Akhirnya perjalanan Kota Tua berhenti sampai di sini. Ternyata setelah sampai di rumah, ada yg melanggar kontrak eksklusif membersihkan rumah..hikss..padahal sdh dioleh-olehi Bread Talk satu kresek…

BTW, sampai sekarang masih terselip pertanyaan, kenapa barang ini ada di MBM? Apakah ini termasuk mesin dalam kegiatan perbankan?


6 comments:

Susi Susindra said...

Hahaha... butuh nyetrika uang kali, Bun.
Asyik banget ceritanya.

Lidya said...

bolak balik ke Kota lewatin museum itu tapi belum sempat mampir nih. btw mbak aku punya loh setrikaan itu tapi yang mini mainan maam ku dulu

edratna said...

Hahaha...saya malah belum pernah ke museum Mandiri...

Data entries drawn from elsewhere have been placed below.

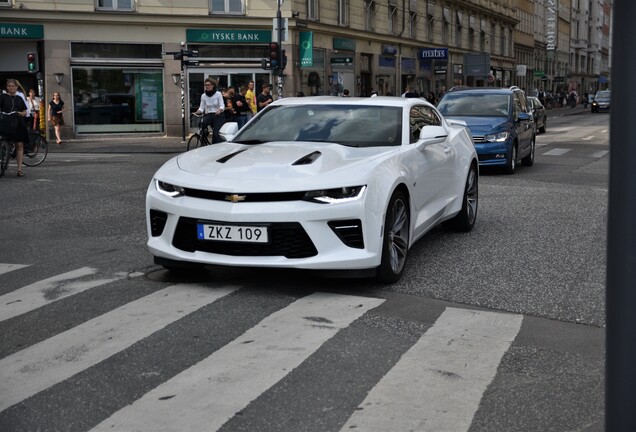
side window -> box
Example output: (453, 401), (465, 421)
(512, 94), (521, 118)
(409, 105), (442, 143)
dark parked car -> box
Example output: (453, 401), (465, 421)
(527, 96), (547, 133)
(591, 90), (610, 113)
(437, 86), (536, 174)
(75, 93), (135, 125)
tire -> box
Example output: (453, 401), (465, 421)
(377, 190), (410, 284)
(521, 137), (535, 167)
(504, 143), (517, 174)
(187, 134), (202, 151)
(0, 140), (9, 177)
(22, 132), (48, 167)
(443, 164), (478, 232)
(539, 118), (546, 134)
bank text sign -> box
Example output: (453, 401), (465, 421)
(187, 29), (272, 43)
(0, 23), (43, 39)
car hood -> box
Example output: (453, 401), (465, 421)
(165, 141), (397, 191)
(442, 116), (511, 137)
(593, 97), (610, 103)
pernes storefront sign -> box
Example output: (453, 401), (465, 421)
(0, 23), (43, 39)
(187, 29), (272, 43)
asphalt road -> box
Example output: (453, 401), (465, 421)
(0, 109), (607, 431)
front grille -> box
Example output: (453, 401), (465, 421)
(472, 136), (486, 143)
(172, 217), (318, 258)
(183, 188), (306, 202)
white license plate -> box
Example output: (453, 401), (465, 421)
(197, 223), (268, 243)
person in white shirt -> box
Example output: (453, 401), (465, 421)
(26, 88), (41, 130)
(193, 78), (225, 143)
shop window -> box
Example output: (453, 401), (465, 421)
(96, 0), (134, 11)
(210, 0), (245, 15)
(71, 42), (162, 59)
(72, 67), (164, 134)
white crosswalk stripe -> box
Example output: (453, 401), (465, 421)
(90, 292), (384, 432)
(542, 148), (571, 156)
(0, 263), (29, 276)
(0, 267), (123, 322)
(0, 266), (526, 431)
(0, 283), (238, 411)
(340, 307), (523, 432)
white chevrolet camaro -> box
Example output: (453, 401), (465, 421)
(146, 96), (478, 283)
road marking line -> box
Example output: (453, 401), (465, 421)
(582, 136), (595, 141)
(90, 292), (385, 432)
(542, 148), (571, 156)
(0, 284), (237, 411)
(589, 150), (608, 158)
(0, 263), (29, 276)
(340, 307), (522, 432)
(0, 267), (122, 322)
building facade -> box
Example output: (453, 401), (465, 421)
(0, 0), (609, 140)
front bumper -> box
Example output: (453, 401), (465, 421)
(473, 141), (512, 167)
(146, 184), (385, 271)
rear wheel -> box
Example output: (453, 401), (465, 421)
(539, 118), (546, 133)
(377, 190), (410, 284)
(187, 134), (203, 151)
(443, 164), (478, 232)
(22, 132), (48, 167)
(0, 140), (10, 177)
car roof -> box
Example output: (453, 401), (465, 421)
(445, 87), (519, 95)
(270, 96), (436, 109)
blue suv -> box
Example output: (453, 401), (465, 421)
(437, 87), (535, 174)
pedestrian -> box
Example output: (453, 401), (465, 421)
(26, 88), (41, 131)
(48, 91), (65, 144)
(256, 83), (274, 112)
(370, 90), (378, 97)
(296, 91), (305, 97)
(0, 79), (29, 177)
(222, 86), (236, 123)
(192, 77), (225, 144)
(245, 80), (257, 119)
(233, 85), (250, 128)
(342, 89), (350, 97)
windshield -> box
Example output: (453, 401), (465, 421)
(437, 93), (510, 117)
(595, 91), (610, 99)
(232, 104), (403, 147)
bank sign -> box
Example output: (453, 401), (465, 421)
(0, 23), (43, 39)
(187, 29), (272, 43)
(419, 48), (448, 61)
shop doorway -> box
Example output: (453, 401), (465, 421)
(187, 68), (271, 128)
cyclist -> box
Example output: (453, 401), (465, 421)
(1, 79), (28, 177)
(192, 78), (224, 144)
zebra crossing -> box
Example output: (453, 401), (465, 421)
(0, 263), (525, 431)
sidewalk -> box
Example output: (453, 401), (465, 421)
(46, 104), (590, 154)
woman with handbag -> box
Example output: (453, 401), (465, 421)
(0, 79), (28, 177)
(48, 92), (65, 144)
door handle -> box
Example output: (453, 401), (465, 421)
(444, 146), (451, 154)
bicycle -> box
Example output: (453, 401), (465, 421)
(187, 113), (212, 151)
(0, 111), (19, 177)
(22, 130), (48, 167)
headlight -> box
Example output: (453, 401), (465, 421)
(483, 131), (509, 143)
(303, 185), (366, 204)
(155, 179), (185, 198)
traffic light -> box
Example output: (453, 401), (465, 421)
(269, 42), (280, 70)
(27, 52), (37, 73)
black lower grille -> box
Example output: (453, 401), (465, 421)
(172, 217), (318, 258)
(328, 219), (364, 249)
(149, 209), (168, 237)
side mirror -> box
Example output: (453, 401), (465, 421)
(417, 125), (448, 147)
(219, 122), (239, 141)
(518, 112), (531, 122)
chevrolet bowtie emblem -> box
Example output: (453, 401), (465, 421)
(225, 194), (246, 203)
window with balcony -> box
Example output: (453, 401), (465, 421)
(338, 0), (349, 26)
(388, 3), (398, 35)
(442, 7), (450, 44)
(96, 0), (134, 11)
(365, 0), (376, 32)
(308, 0), (319, 21)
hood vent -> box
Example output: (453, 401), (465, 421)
(292, 151), (322, 166)
(217, 149), (248, 164)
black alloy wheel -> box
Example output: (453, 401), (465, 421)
(377, 190), (410, 284)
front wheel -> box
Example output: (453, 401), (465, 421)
(539, 118), (546, 134)
(521, 138), (535, 167)
(443, 164), (478, 232)
(187, 134), (202, 151)
(504, 144), (517, 174)
(22, 132), (48, 167)
(377, 190), (410, 284)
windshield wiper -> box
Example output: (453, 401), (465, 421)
(232, 139), (268, 144)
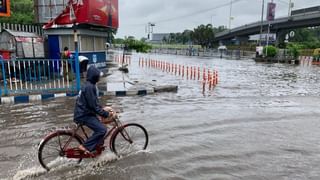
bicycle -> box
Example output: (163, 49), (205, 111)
(37, 113), (149, 171)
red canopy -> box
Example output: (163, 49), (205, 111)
(44, 0), (119, 30)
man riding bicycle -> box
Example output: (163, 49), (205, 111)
(73, 65), (115, 155)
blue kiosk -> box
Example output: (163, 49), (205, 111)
(42, 0), (119, 69)
(44, 27), (111, 68)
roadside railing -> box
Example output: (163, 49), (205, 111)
(151, 48), (256, 59)
(0, 58), (81, 96)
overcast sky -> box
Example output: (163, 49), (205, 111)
(116, 0), (319, 39)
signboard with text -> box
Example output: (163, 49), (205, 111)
(0, 0), (10, 17)
(44, 0), (119, 29)
(267, 2), (276, 21)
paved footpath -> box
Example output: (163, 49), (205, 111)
(0, 62), (177, 104)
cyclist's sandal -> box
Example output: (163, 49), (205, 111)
(78, 145), (93, 156)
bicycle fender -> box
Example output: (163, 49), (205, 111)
(38, 130), (84, 150)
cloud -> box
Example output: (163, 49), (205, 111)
(116, 0), (320, 39)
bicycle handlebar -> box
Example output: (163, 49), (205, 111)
(101, 114), (120, 125)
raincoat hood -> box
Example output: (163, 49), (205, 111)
(86, 66), (101, 84)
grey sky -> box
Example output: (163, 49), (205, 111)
(116, 0), (319, 39)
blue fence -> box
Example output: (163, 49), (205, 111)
(0, 58), (81, 96)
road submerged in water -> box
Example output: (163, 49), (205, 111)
(2, 53), (320, 180)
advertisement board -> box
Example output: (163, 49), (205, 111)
(0, 0), (10, 17)
(44, 0), (119, 29)
(266, 2), (276, 21)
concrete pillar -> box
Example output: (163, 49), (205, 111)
(234, 36), (249, 45)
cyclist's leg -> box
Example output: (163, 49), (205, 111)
(82, 116), (107, 152)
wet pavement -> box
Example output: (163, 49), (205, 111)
(2, 53), (320, 180)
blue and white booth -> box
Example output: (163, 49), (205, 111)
(44, 27), (110, 69)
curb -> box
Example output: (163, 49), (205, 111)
(0, 89), (155, 104)
(0, 93), (78, 104)
(0, 85), (178, 104)
(101, 88), (155, 97)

"Bu..bu.....bangun dong...." kata Azki...
Hahaha, kayaknya enak banget ngegoler di banmgku

Dan kenapa ada setrika? Dulu saya setrikanya pakai setrika arang seperti itu, saat zaman listrik masih sulit dan terbatas keuangan.

Keke Naima said...

mungkin dulu supaya uang pada rapih2 hrs di detrika dulu. Hihihi...

mommy-azki said...

@all:rupanya jaman dulu ga ada alat press kertas ya?

@lidya n bu enny: ayo ayo main ke museum dan Kota Tua :)

@bu enny: hembusan AC busway benar2 membuat saya terlena,hehehe

Anonymous said...

huhuhu... senangnyaaa saat azki bertualang di kota tua, alfis bertualang keliling jkt. Mulai dari jalan sriwijaya, ragunan, terakhir pondok kopi...ahh kapan ya bisa playdate??